No wonder unionisation efforts at Amazon facilities have been growing. Despite the company’s systematic efforts to suppress organising, a union drive at an Amazon warehouse in Staten Island succeeded earlier this year, following a narrow loss for a similar effort in Alabama. In 2018, US Senator Bernie Sanders introduced the Stop Bad Employers by Zeroing Out Subsidies (“Stop BEZOS”) Act, which would tax companies for 100 per cent of the public government benefits they receive. And now, the US Occupational Safety and Health Administration has opened investigations into working conditions at Amazon. 

These skirmishes have fatally undermined the narrative that Big Tech tells about itself. Amazon may be a logistics pioneer, but it is no less reliant on worker exploitation as the “satanic mills” of the First Industrial Revolution. According to Amazon’s origin story, it all started with Jeff Bezos selling books from his garage and ringing a bell every time an order came in. Yet even in the early days, there was an incipient culture of overwork (employees were expected to put in at least 60 hours per week), rule-bending, hazardous workplace conditions (unpackaged knives falling off conveyer belts) and Orwellian performance monitoring. 

Amazon is now one of the world’s biggest companies. But, as I’ve argued elsewhere, bigger is not always better. While some of its practices could be framed as innovative and adaptive when it was much smaller, today it systematically reduces employees to data points. Before stepping down as CEO last year, Bezos viewed employee churn as more of a feature than a bug of Amazon’s model. To have an entrenched workforce, he reportedly said, was to “march to mediocrity”. Hence, the company reports an employee turnover of roughly 150 per cent per year, twice the industry average, meaning that its entire workforce is replaced every eight months. 

This model is not only unethical and inhumane; it is also probably unsustainable. Studies show that happy workers are more productive.
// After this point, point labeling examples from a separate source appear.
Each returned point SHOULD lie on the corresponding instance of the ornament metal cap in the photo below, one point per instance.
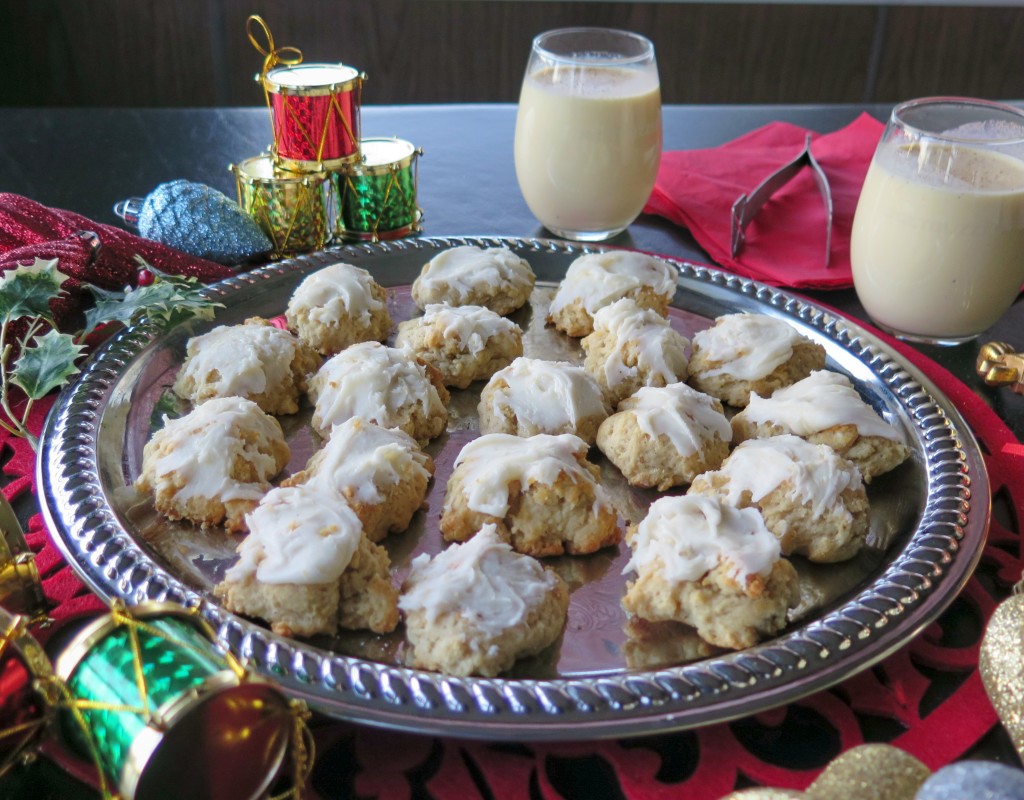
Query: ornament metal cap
(20, 585)
(147, 691)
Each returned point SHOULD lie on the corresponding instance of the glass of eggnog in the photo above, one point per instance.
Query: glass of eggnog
(937, 247)
(588, 134)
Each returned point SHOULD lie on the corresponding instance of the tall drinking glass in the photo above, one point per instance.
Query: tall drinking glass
(937, 247)
(588, 135)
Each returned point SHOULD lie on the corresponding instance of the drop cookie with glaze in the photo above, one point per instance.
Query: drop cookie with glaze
(495, 278)
(306, 567)
(213, 465)
(825, 409)
(532, 395)
(751, 352)
(255, 361)
(718, 569)
(337, 306)
(477, 607)
(541, 493)
(465, 343)
(811, 498)
(597, 280)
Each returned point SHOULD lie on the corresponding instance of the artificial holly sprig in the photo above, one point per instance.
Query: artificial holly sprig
(47, 358)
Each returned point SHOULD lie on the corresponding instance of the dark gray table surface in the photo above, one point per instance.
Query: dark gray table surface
(86, 160)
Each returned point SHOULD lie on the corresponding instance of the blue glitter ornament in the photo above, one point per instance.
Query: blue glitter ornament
(202, 221)
(974, 780)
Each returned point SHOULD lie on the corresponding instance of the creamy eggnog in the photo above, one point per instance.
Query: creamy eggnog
(588, 142)
(937, 246)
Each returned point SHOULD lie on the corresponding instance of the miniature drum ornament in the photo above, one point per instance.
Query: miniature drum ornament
(24, 710)
(20, 585)
(164, 713)
(314, 111)
(298, 212)
(377, 194)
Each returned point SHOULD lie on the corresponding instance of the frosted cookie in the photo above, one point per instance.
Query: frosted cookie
(541, 493)
(632, 347)
(337, 306)
(665, 436)
(477, 607)
(597, 280)
(381, 473)
(384, 385)
(306, 567)
(825, 409)
(255, 361)
(466, 343)
(745, 352)
(532, 395)
(708, 564)
(810, 497)
(496, 279)
(214, 464)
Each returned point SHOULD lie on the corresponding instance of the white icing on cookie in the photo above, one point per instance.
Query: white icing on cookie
(749, 346)
(495, 460)
(203, 446)
(820, 401)
(816, 473)
(472, 326)
(599, 279)
(462, 269)
(548, 394)
(660, 350)
(335, 293)
(684, 538)
(483, 580)
(372, 381)
(240, 360)
(297, 535)
(689, 418)
(361, 458)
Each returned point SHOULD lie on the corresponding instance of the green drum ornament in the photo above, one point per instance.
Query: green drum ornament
(378, 193)
(298, 211)
(165, 714)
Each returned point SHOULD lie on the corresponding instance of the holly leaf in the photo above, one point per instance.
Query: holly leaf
(27, 291)
(168, 301)
(46, 364)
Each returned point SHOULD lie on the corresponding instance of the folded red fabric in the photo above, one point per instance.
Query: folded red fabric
(88, 252)
(785, 242)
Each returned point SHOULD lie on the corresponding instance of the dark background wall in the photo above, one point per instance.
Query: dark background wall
(196, 52)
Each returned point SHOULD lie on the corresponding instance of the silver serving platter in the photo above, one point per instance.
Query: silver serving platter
(929, 521)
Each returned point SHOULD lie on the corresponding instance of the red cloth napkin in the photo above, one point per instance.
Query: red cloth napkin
(785, 242)
(88, 252)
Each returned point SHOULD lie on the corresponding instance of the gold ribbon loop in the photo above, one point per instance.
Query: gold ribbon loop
(272, 55)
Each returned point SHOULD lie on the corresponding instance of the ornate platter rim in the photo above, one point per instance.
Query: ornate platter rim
(912, 590)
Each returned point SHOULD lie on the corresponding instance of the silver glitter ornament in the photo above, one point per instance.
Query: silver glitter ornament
(200, 220)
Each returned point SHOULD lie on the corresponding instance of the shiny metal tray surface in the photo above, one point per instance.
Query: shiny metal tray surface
(929, 520)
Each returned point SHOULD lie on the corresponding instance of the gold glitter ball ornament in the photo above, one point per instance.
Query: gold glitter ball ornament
(870, 772)
(1001, 665)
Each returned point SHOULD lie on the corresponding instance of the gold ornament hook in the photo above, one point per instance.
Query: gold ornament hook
(272, 55)
(997, 365)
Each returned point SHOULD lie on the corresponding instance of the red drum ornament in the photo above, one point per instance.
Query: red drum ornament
(25, 711)
(314, 111)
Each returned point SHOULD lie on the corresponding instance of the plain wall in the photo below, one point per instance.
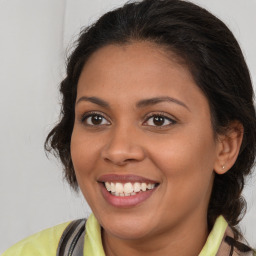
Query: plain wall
(33, 42)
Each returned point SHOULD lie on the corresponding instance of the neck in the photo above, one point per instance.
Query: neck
(187, 238)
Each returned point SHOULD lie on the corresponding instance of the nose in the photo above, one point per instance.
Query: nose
(122, 147)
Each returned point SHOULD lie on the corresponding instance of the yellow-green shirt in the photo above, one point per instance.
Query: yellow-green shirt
(45, 243)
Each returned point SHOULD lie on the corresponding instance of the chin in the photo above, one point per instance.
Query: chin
(129, 229)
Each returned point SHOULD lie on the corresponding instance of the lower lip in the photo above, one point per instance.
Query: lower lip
(125, 201)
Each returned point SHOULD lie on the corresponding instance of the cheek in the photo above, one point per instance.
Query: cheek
(83, 154)
(186, 161)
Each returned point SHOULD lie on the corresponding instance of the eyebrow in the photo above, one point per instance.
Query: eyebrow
(140, 104)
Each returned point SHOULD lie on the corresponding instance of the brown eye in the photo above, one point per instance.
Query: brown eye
(95, 120)
(159, 120)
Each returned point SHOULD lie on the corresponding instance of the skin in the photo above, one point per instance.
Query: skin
(181, 155)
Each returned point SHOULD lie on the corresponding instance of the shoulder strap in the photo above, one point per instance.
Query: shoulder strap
(72, 240)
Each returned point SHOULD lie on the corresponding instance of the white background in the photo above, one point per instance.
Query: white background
(34, 36)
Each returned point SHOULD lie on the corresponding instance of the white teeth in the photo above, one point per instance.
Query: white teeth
(136, 187)
(113, 187)
(119, 188)
(108, 186)
(144, 186)
(127, 189)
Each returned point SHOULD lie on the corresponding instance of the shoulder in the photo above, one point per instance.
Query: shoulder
(43, 243)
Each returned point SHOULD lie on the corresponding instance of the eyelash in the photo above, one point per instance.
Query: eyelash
(86, 116)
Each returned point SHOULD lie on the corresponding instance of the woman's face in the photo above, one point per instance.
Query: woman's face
(142, 124)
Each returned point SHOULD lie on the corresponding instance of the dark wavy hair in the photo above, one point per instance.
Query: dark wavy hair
(211, 53)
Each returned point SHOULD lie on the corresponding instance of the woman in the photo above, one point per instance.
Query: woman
(157, 129)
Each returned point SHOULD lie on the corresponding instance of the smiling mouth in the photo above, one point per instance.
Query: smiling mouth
(129, 188)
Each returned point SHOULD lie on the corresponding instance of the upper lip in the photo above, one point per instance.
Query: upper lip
(124, 178)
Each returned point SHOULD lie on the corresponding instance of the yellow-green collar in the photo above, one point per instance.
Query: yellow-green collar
(93, 244)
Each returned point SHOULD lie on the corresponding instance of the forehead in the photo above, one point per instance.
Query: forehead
(136, 70)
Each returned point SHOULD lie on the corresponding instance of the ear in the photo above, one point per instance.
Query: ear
(228, 147)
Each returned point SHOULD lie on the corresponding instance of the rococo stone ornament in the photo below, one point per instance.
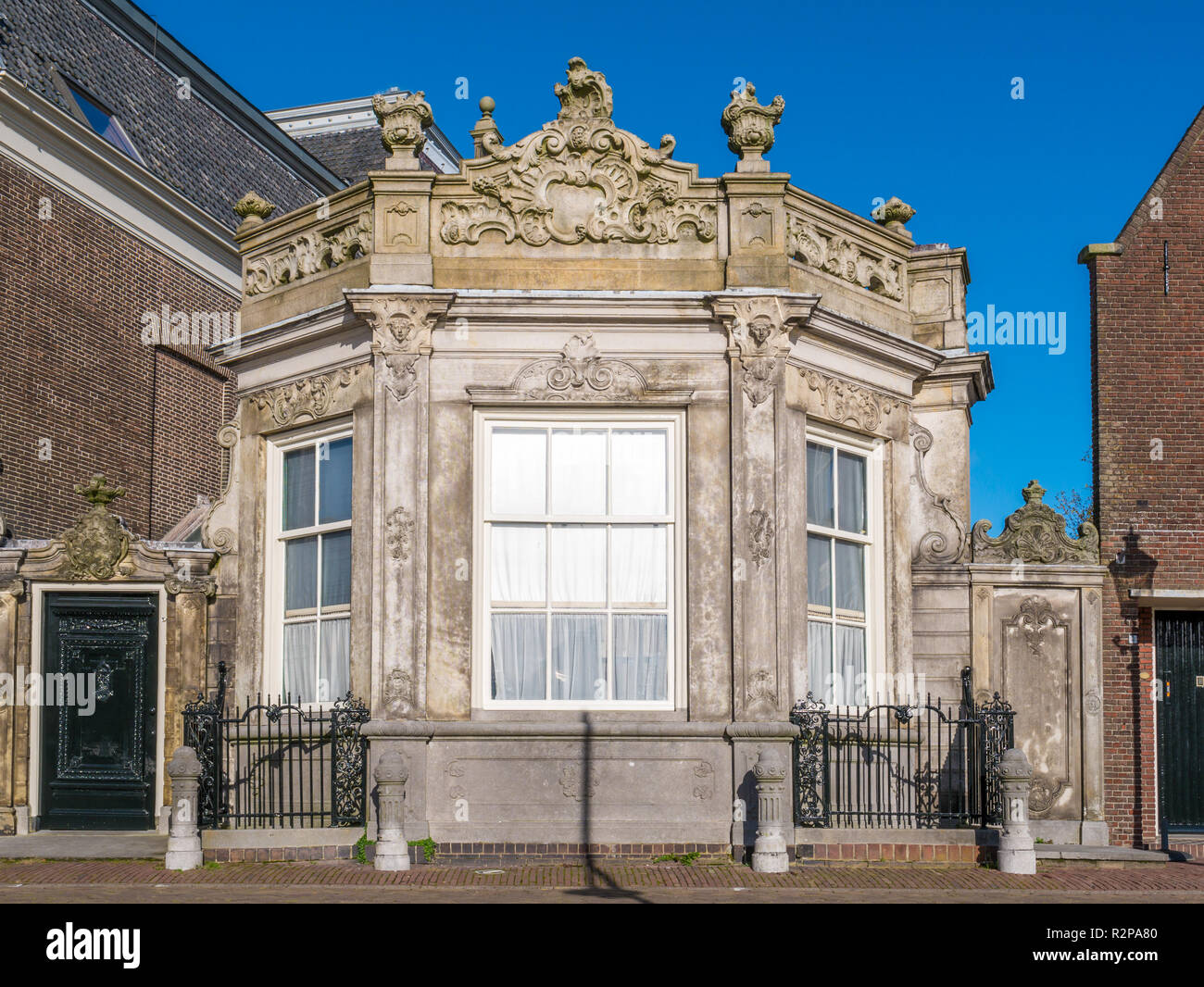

And, as an internal company memo warned earlier this year, “If we continue business as usual, Amazon will deplete the available labour supply in the US network by 2024.” 

With an estimated net worth of around $140 billion, Bezos was the world’s richest man from 2017 to 2021. He has clearly become as disconnected from the ordinary Amazon employee as the scale of his wealth would suggest. As one worker put it in 2020, “I’m sure Mr Bezos couldn’t do a full shift at [the New York City warehouse] as an undercover boss.” 

The Coventry workers who are demanding a cost-of-living adjustment would doubtless concur. Amazon’s executives need to think hard about the human costs of their business model. If they need a quiet place to consider the issue, they can always try one of the meditation coffins.